On the other hand, a weaker Pound has made the UK’s exports more attractive, although the UK is a net importer, its exports should not be downplayed when considering overall UK GDP.
Friday’s Consumer Inflation expectations is yet another release that could hurt the Pound. Bank of England’s Mark Carney and many leading economists have warned that the UK faces a period of higher inflation if the Pound remains weak. A higher reading should not be considered good for the UK, as inflation without proper wage growth could lead to lower consumer spending.
Sentiment around the Pound remains weak
Although political uncertainty has found its way into Europe following the Italian Referendum, Pound to Euro exchange rate are unlikely to break through the 1.20 resistance barrier, and could be in for further downfalls in January.
Even if Parliament must agree on Brexit terms, it has been made clear from all sides that Brexit will not be delayed. Theresa May has agreed to release Brexit plans to Parliament on the basis that Brexit will not be delayed after March 2017.

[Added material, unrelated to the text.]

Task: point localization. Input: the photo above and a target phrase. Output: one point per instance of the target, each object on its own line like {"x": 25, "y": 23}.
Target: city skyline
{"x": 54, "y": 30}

With this in mind the Pound’s recent gains could be tested in the early weeks of January, even if Government lose the court ruling. May and her Government have made clear that the UK is opting for a hard-Brexit as such, and will look to close borders once the UK completes its withdrawal from the EU. Sentiment around the Pound will remain negative on the back of the Government’s plans for Brexit, and those looking to buy foreign currency with Pound Sterling may be prudent in considering your options sooner rather than later.